I may be searching with the wrong terms, but google is not telling me how to do this. The question is how can I restart hadoop services on Dataproc after changing some configuration files (yarn properties, etc)?

Services have to be restarted on a specific order throughout the cluster. There must be scripts or tools out there, hopefully in the Dataproc installation, that I can invoke to restart the cluster.

2

2 Answers

5
votes

Configuring properties is a common and well supported use case.

You can do this via cluster properties, no daemon restart required. Example:

dataproc clusters create my-cluster --properties yarn:yarn.resourcemanager.client.thread-count=100

If you're doing something more advanced, like updating service log levels, then you can use systemctl to restart services.

First ssh to a cluster node and type systemctl to see the list of available services.
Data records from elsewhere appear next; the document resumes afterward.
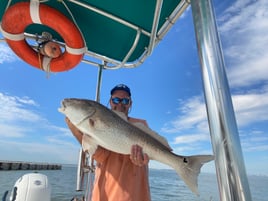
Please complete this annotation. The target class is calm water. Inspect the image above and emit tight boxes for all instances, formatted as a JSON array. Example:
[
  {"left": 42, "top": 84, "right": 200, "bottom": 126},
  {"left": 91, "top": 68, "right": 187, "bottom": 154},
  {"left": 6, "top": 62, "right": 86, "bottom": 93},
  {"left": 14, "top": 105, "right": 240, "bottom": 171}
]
[{"left": 0, "top": 167, "right": 268, "bottom": 201}]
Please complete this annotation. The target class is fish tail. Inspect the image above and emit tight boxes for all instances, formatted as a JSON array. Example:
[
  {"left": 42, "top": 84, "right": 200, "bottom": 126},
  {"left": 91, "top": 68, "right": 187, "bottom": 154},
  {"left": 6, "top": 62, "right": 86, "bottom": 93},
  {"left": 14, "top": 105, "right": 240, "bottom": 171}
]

For example to restart HDFS NameNode type sudo systemctl restart hadoop-hdfs-namenode.service

If this is part of initialization action then sudo is not needed.

-1
votes

On master nodes:

sudo systemctl restart hadoop-yarn-resourcemanager.service
sudo systemctl restart hadoop-hdfs-namenode.service

on worker nodes:

sudo systemctl restart hadoop-yarn-nodemanager.service
sudo systemctl restart hadoop-hdfs-datanode.service

After that, you can use systemctl status <name> to check the service status, also check logs in /var/log/hadoop.